The essay should be succinct and answer the question, but also thorough, sounding out (if not entirely dealing with) the depth of the issue. Don’t be afraid of complication. The purpose of this exam is not to get you to simply regurgitate correct, factual information, but to give you a chance and the space to think about American religious history and the interpretations of that correct, factual information. Good and thorough thinking is hard to do, and so the purpose of these questions is to provoke you to examine and reflect, giving you the space to explore the sometimes tangled relationships in history, as well as the cultural contexts and consequences of religious ideas. I strongly believe that the value of assignments such as this is exactly the extent to which you engage with the difficult work of thinking. This is an opportunity with a grade attached.

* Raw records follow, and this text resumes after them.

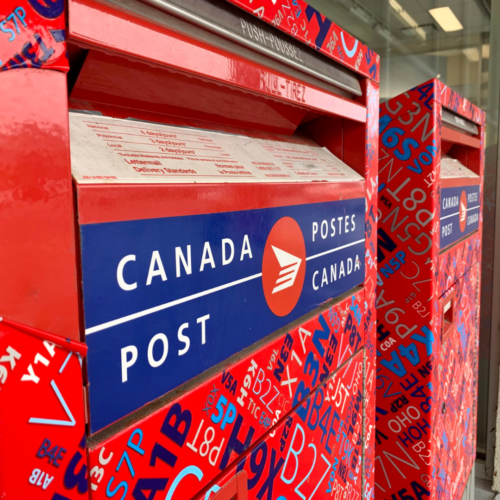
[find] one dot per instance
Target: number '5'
(230, 413)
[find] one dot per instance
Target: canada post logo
(167, 298)
(284, 266)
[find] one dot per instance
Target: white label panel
(452, 169)
(111, 150)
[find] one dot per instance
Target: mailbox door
(455, 396)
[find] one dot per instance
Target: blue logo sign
(165, 299)
(459, 213)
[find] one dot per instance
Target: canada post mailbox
(212, 221)
(429, 248)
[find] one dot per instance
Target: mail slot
(429, 247)
(203, 217)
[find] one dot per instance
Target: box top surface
(116, 151)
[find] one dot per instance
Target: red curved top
(303, 22)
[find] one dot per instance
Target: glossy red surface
(37, 256)
(101, 26)
(456, 137)
(42, 420)
(130, 83)
(444, 372)
(108, 202)
(312, 28)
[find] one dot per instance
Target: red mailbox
(429, 248)
(203, 216)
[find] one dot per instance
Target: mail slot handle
(447, 318)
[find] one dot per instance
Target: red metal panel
(42, 423)
(450, 135)
(371, 223)
(38, 257)
(102, 26)
(312, 28)
(207, 428)
(106, 203)
(32, 35)
(106, 78)
(314, 453)
(427, 368)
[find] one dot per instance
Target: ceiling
(412, 55)
(365, 19)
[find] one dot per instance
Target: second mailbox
(429, 248)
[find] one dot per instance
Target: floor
(482, 487)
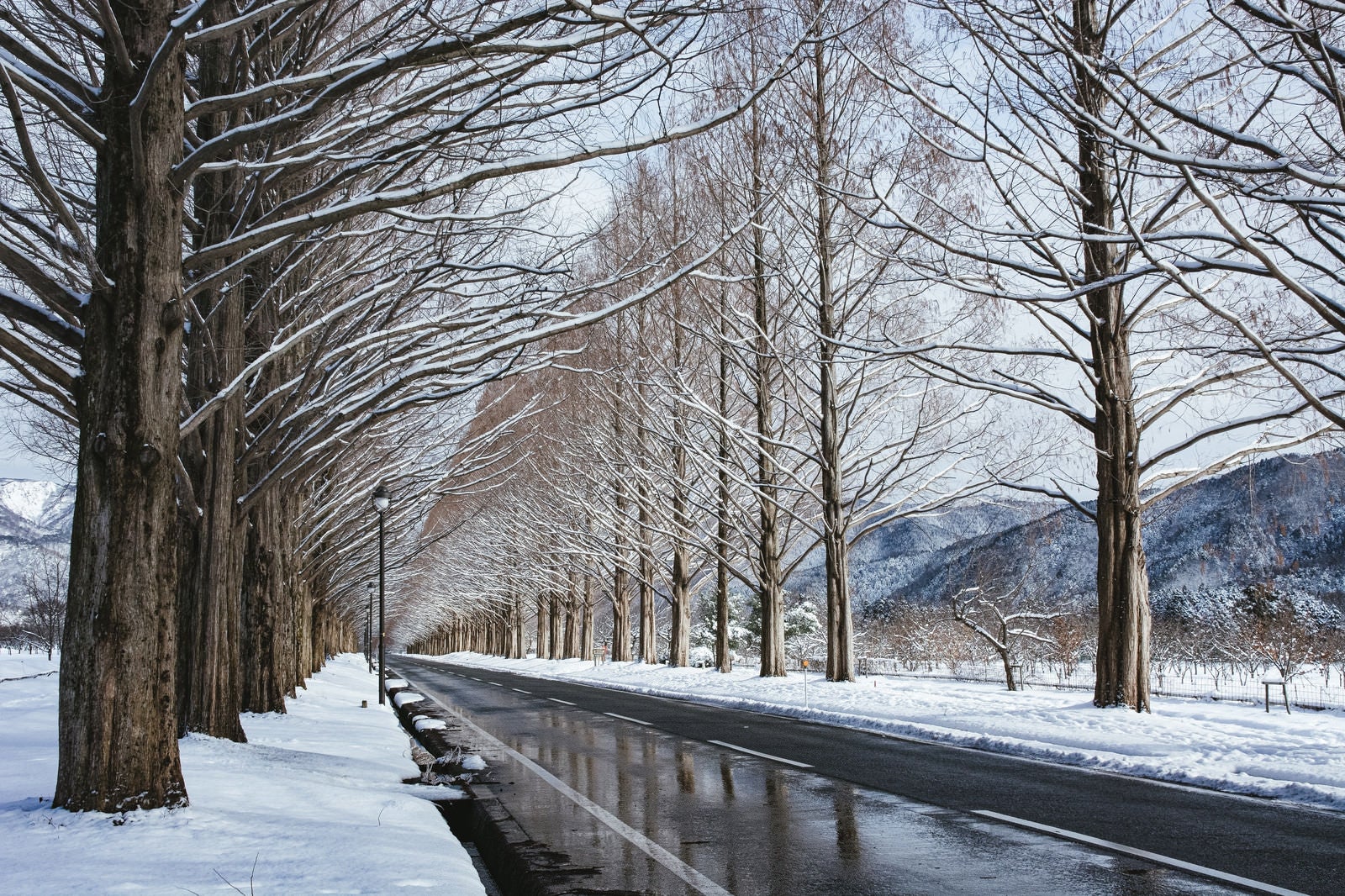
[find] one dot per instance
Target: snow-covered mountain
(1281, 519)
(35, 515)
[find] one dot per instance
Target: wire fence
(1226, 685)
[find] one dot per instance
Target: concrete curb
(520, 865)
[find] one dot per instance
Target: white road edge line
(685, 872)
(1141, 853)
(778, 759)
(638, 721)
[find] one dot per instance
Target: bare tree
(1084, 241)
(113, 134)
(44, 604)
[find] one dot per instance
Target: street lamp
(369, 627)
(381, 505)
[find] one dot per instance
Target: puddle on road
(759, 828)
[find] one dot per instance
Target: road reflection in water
(757, 826)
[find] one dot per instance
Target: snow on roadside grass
(1231, 747)
(313, 804)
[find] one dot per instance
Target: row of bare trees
(1122, 219)
(256, 255)
(264, 256)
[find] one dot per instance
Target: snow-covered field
(1232, 747)
(313, 804)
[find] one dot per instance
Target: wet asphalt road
(869, 814)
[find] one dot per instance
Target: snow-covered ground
(1232, 747)
(313, 804)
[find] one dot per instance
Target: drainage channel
(506, 858)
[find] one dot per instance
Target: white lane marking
(1141, 853)
(685, 872)
(627, 719)
(777, 759)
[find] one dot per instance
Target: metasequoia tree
(111, 141)
(1266, 163)
(1080, 244)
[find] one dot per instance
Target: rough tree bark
(770, 579)
(840, 619)
(1123, 614)
(208, 692)
(118, 730)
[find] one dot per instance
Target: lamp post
(369, 627)
(381, 505)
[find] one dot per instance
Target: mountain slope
(1281, 519)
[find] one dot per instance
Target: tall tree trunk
(118, 720)
(269, 638)
(723, 651)
(770, 577)
(556, 636)
(587, 633)
(834, 519)
(208, 692)
(1123, 614)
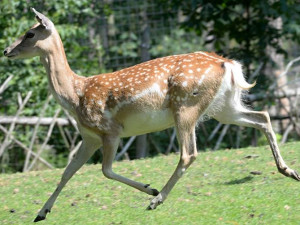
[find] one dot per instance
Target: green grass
(217, 189)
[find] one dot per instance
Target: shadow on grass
(239, 181)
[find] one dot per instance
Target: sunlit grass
(217, 189)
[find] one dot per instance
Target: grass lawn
(218, 188)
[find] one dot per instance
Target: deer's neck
(60, 76)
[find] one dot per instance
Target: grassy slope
(217, 189)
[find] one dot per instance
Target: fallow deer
(177, 90)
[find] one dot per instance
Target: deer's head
(35, 41)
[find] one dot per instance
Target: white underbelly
(147, 122)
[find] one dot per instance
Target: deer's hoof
(39, 218)
(155, 202)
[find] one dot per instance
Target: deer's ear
(43, 20)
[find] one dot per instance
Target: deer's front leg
(87, 148)
(110, 146)
(187, 143)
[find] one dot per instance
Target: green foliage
(242, 29)
(217, 189)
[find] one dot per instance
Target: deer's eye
(30, 35)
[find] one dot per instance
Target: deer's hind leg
(261, 121)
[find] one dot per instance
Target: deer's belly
(146, 122)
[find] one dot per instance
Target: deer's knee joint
(108, 173)
(187, 160)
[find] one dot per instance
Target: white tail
(171, 91)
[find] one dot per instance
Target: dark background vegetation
(104, 36)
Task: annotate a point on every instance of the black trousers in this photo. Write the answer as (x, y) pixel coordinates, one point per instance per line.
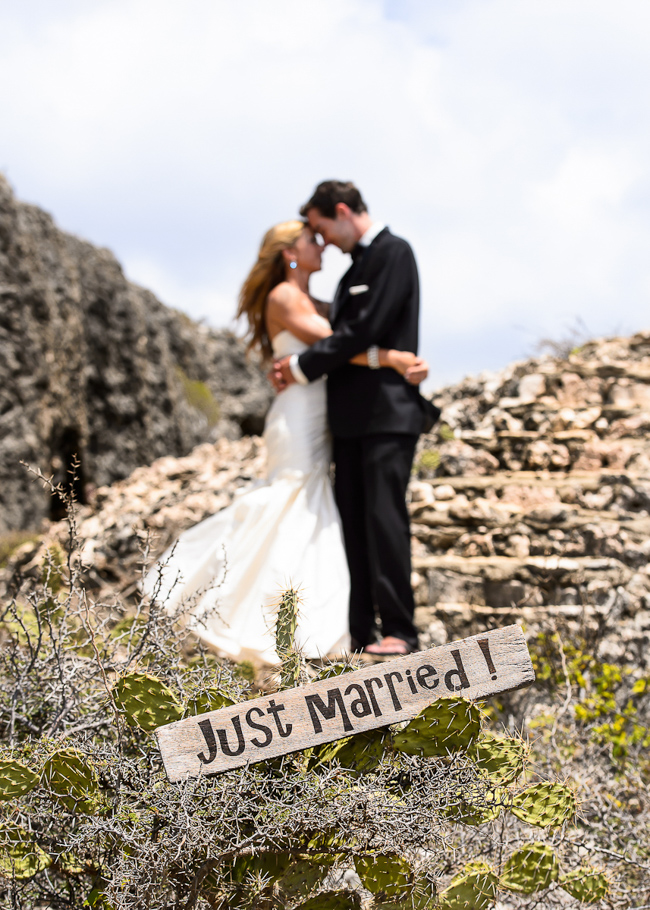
(372, 473)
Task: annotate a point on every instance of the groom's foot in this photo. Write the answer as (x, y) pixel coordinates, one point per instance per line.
(390, 646)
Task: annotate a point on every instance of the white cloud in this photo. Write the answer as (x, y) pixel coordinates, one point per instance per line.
(508, 142)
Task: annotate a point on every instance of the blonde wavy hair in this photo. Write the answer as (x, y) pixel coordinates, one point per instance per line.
(268, 271)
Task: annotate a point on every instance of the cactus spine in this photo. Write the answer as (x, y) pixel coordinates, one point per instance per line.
(73, 780)
(146, 701)
(531, 868)
(545, 805)
(475, 886)
(16, 779)
(585, 884)
(501, 759)
(384, 874)
(448, 725)
(332, 900)
(285, 639)
(20, 855)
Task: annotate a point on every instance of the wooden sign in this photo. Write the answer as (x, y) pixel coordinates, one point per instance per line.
(374, 696)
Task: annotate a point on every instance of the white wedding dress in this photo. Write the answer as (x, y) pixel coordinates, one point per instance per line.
(279, 532)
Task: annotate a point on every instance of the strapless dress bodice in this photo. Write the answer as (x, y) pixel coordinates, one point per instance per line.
(284, 344)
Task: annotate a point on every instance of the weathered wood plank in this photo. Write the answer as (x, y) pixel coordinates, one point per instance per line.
(374, 696)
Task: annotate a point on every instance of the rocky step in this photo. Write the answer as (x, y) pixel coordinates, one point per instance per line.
(621, 642)
(510, 582)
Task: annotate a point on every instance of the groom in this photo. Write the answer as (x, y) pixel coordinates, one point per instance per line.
(375, 416)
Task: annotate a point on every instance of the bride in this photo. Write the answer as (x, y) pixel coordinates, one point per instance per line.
(285, 530)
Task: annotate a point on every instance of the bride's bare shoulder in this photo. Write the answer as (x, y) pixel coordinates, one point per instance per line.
(285, 295)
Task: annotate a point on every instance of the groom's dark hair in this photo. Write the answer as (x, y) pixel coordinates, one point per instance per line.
(328, 193)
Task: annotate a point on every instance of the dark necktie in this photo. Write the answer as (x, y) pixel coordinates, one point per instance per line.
(357, 252)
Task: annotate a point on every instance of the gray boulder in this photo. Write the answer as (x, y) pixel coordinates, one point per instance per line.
(93, 366)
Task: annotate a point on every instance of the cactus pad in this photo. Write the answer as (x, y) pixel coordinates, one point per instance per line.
(361, 752)
(474, 887)
(545, 805)
(383, 873)
(301, 878)
(448, 725)
(146, 701)
(334, 670)
(531, 868)
(20, 855)
(210, 700)
(72, 779)
(16, 779)
(501, 759)
(585, 884)
(484, 808)
(332, 900)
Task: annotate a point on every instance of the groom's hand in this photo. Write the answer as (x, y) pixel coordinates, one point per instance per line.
(281, 376)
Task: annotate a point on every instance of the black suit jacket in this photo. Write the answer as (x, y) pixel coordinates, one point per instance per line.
(377, 302)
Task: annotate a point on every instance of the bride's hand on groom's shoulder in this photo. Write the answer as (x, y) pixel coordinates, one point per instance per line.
(413, 368)
(417, 372)
(280, 375)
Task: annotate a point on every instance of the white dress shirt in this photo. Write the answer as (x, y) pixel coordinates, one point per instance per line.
(365, 240)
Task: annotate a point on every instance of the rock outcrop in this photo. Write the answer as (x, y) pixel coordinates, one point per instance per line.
(530, 503)
(95, 366)
(534, 498)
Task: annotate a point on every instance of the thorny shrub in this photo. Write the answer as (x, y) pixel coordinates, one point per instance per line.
(89, 819)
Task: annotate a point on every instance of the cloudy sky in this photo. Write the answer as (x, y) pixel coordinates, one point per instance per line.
(508, 141)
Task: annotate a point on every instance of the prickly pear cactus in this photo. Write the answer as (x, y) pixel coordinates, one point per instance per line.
(20, 855)
(474, 887)
(333, 670)
(146, 701)
(586, 884)
(421, 895)
(361, 752)
(16, 779)
(501, 759)
(210, 700)
(448, 725)
(545, 805)
(332, 900)
(386, 874)
(301, 878)
(531, 868)
(285, 639)
(72, 779)
(478, 810)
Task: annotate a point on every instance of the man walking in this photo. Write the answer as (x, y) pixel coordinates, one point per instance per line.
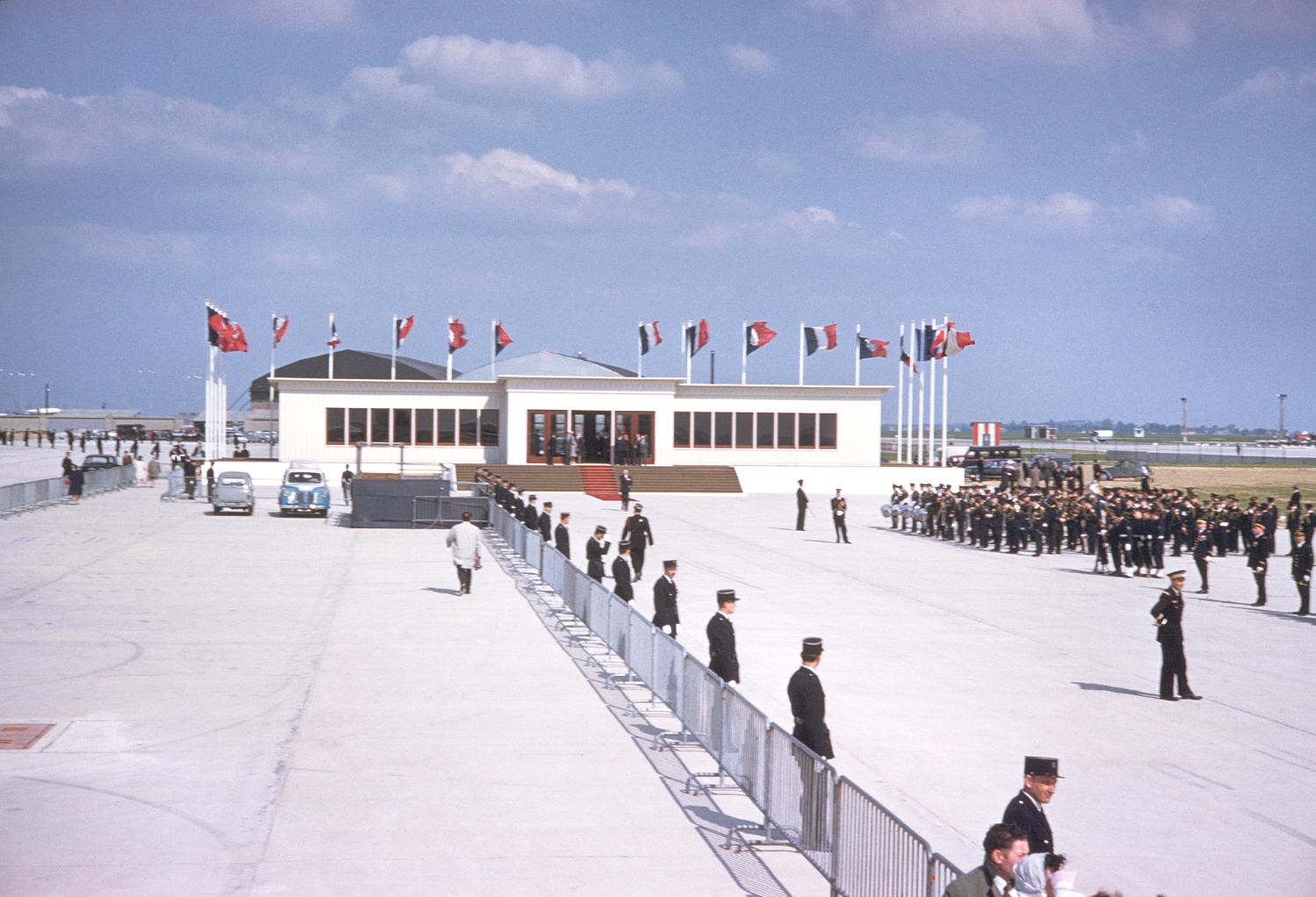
(721, 638)
(1026, 809)
(465, 542)
(1169, 620)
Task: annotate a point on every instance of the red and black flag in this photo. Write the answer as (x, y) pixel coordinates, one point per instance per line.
(402, 327)
(697, 337)
(455, 334)
(874, 348)
(225, 334)
(757, 334)
(649, 337)
(819, 337)
(500, 339)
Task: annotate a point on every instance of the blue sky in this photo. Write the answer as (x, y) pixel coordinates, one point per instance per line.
(1115, 199)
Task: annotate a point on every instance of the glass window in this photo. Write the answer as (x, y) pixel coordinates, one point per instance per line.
(681, 429)
(784, 431)
(334, 426)
(723, 429)
(357, 426)
(703, 428)
(402, 424)
(447, 426)
(379, 424)
(470, 431)
(826, 431)
(490, 427)
(808, 437)
(424, 426)
(744, 429)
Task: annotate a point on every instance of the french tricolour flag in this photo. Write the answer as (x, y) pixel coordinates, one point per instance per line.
(819, 337)
(649, 337)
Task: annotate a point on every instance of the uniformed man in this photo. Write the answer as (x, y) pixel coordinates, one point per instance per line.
(665, 597)
(1302, 570)
(562, 535)
(1026, 809)
(595, 551)
(621, 573)
(1258, 559)
(721, 638)
(641, 536)
(1169, 620)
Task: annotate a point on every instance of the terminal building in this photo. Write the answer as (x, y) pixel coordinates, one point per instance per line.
(520, 413)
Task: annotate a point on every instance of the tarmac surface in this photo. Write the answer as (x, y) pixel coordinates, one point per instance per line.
(263, 705)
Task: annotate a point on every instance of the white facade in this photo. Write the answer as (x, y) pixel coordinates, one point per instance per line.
(726, 424)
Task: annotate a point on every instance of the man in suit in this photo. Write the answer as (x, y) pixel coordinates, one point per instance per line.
(547, 523)
(721, 638)
(621, 573)
(595, 551)
(839, 518)
(1026, 809)
(1169, 620)
(562, 535)
(1303, 570)
(640, 535)
(1003, 846)
(665, 597)
(1258, 559)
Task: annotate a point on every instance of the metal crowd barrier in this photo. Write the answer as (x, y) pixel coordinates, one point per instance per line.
(36, 493)
(862, 849)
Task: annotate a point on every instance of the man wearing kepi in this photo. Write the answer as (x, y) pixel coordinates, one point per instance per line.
(721, 638)
(1169, 620)
(1026, 809)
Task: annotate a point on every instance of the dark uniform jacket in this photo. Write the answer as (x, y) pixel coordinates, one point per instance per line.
(721, 649)
(665, 602)
(621, 578)
(1021, 812)
(808, 707)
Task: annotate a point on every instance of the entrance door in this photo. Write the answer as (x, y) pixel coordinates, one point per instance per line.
(634, 437)
(545, 431)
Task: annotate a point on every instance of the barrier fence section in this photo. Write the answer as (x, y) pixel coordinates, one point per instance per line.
(53, 489)
(861, 847)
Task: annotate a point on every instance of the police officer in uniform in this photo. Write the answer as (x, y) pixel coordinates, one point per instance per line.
(1026, 809)
(1169, 620)
(721, 638)
(621, 573)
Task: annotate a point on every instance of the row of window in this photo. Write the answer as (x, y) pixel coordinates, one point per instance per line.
(412, 426)
(750, 429)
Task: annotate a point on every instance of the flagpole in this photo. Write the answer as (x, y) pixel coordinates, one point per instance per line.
(802, 353)
(900, 402)
(744, 349)
(945, 390)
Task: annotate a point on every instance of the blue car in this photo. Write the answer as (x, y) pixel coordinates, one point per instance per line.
(304, 489)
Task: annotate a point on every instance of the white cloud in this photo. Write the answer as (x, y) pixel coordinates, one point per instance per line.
(1271, 84)
(749, 60)
(540, 70)
(944, 139)
(1068, 212)
(776, 165)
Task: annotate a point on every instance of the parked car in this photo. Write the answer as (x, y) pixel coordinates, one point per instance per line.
(304, 489)
(1126, 470)
(233, 489)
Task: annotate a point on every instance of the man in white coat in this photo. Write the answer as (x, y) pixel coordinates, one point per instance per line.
(465, 542)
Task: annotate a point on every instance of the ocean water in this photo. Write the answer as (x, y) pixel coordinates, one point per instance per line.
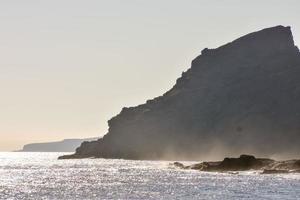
(42, 176)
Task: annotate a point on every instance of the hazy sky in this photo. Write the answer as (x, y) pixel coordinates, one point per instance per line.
(66, 67)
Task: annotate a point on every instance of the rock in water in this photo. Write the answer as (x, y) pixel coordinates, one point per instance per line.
(241, 97)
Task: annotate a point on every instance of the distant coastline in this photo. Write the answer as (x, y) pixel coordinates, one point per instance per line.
(66, 145)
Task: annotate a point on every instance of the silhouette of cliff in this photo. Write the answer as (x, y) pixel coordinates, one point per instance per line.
(241, 97)
(67, 145)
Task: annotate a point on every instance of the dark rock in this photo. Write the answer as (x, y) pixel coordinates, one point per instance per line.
(275, 171)
(243, 96)
(179, 165)
(246, 162)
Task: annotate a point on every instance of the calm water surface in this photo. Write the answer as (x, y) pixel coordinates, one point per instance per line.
(42, 176)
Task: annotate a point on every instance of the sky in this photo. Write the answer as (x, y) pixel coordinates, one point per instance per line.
(68, 66)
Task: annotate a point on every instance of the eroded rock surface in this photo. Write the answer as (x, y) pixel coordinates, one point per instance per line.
(241, 97)
(244, 163)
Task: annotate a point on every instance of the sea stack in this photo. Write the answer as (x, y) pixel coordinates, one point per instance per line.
(243, 97)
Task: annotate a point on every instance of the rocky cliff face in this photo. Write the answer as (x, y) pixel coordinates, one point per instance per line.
(241, 97)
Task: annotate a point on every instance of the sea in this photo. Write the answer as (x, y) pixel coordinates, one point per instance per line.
(43, 176)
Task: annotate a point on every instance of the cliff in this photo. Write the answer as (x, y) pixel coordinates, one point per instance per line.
(67, 145)
(241, 97)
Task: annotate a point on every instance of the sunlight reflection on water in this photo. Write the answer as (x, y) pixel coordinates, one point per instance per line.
(42, 176)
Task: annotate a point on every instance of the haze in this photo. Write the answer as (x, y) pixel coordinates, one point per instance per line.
(67, 67)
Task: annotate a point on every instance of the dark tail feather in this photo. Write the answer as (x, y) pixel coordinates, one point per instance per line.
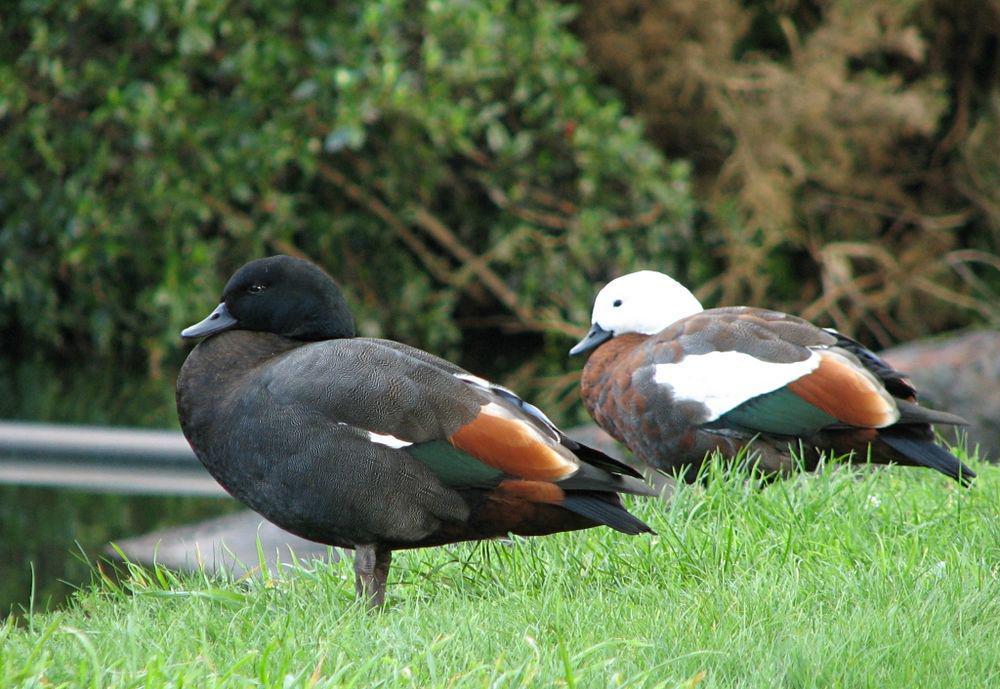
(602, 511)
(928, 454)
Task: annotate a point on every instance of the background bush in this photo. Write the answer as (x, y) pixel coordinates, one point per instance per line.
(846, 152)
(464, 173)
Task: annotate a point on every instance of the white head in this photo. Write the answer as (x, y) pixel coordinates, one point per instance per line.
(643, 302)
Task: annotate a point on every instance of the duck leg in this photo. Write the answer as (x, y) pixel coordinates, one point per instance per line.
(371, 569)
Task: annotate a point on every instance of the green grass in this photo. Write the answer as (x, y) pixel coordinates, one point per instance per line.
(846, 579)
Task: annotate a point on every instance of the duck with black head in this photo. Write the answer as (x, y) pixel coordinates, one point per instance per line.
(371, 444)
(675, 382)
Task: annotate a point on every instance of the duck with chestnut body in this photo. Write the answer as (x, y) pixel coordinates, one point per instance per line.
(675, 382)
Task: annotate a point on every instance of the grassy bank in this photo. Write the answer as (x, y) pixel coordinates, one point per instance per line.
(847, 579)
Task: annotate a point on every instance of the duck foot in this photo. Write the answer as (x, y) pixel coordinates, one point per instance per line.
(371, 569)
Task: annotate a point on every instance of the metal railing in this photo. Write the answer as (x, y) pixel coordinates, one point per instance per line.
(114, 460)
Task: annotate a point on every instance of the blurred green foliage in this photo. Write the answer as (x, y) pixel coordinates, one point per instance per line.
(454, 164)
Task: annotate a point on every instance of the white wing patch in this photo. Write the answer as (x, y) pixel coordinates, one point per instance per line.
(380, 438)
(512, 397)
(724, 380)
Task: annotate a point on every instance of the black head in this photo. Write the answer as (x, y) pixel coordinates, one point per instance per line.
(282, 295)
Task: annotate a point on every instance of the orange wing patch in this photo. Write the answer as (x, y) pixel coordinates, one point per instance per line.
(512, 446)
(846, 392)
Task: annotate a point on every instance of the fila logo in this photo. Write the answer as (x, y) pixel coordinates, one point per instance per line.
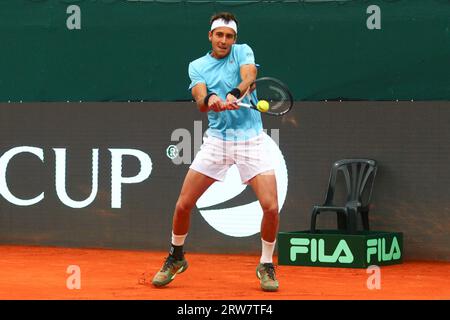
(316, 250)
(378, 247)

Roughly 500 to 700 words per essay should be adequate. You must use Charles Lippy’s Introducing American Religion as a source, as well as at least one original document. Two would be better. Not using the texts in your short essay will result in a failing grade. You may also consult any of your class notes, consult with your fellow students, ask me questions, or refer to the many, many good sources listed on the bibliography at the class website. The encyclopedias, dictionaries and atlas listed there offer a great starting point.
For questions about late assignments, the penalties for plagiarism, and the percentage of the final grade based on this mid-term, please consult the class syllabus.